I shifted the small tree on the left one ~ the diameter of its cutter leftward, out of the tile, then it baked fine. I was surprised though as this didn't seem cluttered at all and I felt I was well under the limit.

envi objects never count, but the mesh cutters around them do. Walkmesh cutters are the only trigger that affects the walkmesh. Basically it is just cutters and placeables and the walk/not walk terrain painting that affects the mesh.

Sometimes it is the shape of the cutter that is too confusing to the bake. You could have also tried redrawing the octagons into squares and trying again."

DM Hatred, Dungeon Eternal.com

Monsters and NPC's[]

  • not to many NPC in the same area at the same time. ( I try to keep the NPC amount below 20.)
  • Keep the number of active creatures (incl. the players) below 20 per area, if possible.
  • Avoid spawning more than 2-3 creatures near each other.

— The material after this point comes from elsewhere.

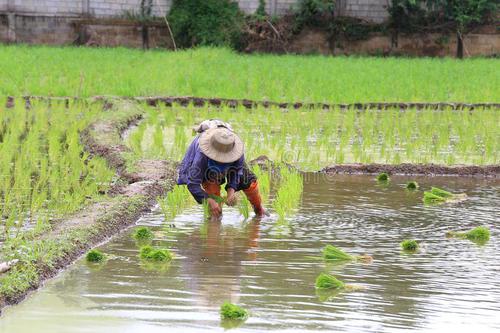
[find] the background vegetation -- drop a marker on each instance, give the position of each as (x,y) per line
(208,72)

Their OnPerception events will go berserk.
  • No creatures near transition targets!

Lights and Shadows[]

"I ended up using quite a bit of lights on the Drow map and learned a couple of things about them in the process, so thought I'd start a thread on this topic that we can add to as we learn more.

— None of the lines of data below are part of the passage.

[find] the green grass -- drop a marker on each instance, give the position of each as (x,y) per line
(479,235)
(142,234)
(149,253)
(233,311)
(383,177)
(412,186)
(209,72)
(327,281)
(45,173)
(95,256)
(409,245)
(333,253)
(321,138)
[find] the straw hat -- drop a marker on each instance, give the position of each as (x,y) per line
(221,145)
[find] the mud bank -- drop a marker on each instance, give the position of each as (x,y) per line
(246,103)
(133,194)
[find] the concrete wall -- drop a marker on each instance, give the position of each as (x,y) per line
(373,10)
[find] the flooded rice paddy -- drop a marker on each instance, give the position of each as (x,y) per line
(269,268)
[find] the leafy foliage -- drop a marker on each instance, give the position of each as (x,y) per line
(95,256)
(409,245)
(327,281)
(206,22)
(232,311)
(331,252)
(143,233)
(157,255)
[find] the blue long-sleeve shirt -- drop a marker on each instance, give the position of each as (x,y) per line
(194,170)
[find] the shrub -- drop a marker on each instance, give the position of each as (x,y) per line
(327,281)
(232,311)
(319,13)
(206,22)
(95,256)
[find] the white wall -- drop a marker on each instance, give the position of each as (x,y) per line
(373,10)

Most importantly, regarding lights, keep in mind that by default, they cast shadows, and the more lights and shadows we have, the more we can slow the performance of our clients' machines (and possibly the server). One very good thing to do is to disable shadows. Two ways:

The properties of the map has settings for has directional light, and directional light casts shadows. I'd initially set has directional light to False, though got some very bad graphic bugs (on an exterior map), so had to turn this back on to true.

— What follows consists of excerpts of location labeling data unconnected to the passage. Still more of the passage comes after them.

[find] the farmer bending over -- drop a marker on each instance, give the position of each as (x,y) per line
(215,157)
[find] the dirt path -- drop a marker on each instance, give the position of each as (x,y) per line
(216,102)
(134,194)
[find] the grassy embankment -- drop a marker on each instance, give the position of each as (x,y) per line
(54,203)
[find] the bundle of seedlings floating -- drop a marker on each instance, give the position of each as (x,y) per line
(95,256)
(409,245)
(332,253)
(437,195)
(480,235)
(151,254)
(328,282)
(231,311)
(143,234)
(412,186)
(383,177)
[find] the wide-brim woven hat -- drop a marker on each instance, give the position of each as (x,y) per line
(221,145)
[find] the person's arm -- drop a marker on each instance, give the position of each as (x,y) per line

Though being an underground area, it is most natural that the light would be very dim and not cast any noticeable shadows in a place already so dark. So I turned directional light casts shadows to False.

I then used a combination of the Power Bar plugin and the Area Contents tab in order to seek out and group my point lights. Area - select objects - Tag (copied and pasted the tag for my lights here), then temporarily grouped them, right clicked and opened properties in a new window, so that I could disable all of their shadows simultaneously.

I went further, since I had ~80 jail pieces, which are very dark wrought metal pieces, I selected all of these and set receives shadows to False.

Later I went through and read the help manual. It provided one more tip, recommending not to exceed light from more then 3 point lights on and surface. So if you set your Show/Hide selection to show the light spheres, you can see pretty easily where they overlap, and adjust the sizes and locations of your spheres so that you don't have more than three affecting any one surface."

DM Hatred, Dungeon Eternal.com

  • Go easy on the number of point-light sources.
  • Almost every light to Cast shadows? = False
(unless it is a very bright light in an area with a background where shadows should be obvious),
  • Set most placeables and environmental object to Don't Receive Shadows = True
(especially in the maps I am working on more recently, in Underdark where it's already so dark anyways, or, if the object is already very dark in color so shadows wouldn't be real noticeable anyways).
  • Area properties, I set Directional Light Casts Shadows? = False. In underdark maps, I'd like to actually set it Has directional light = false, but that resulted in graphics errors (Obsidian Bug at least as of 1.06.980). Well, this is also great for interior or underdark areas, though probably not good on your current map since it's in a desert, but good to keep in mind for future maps (and maybe even a good idea to bring all existing maps to some standards like these?).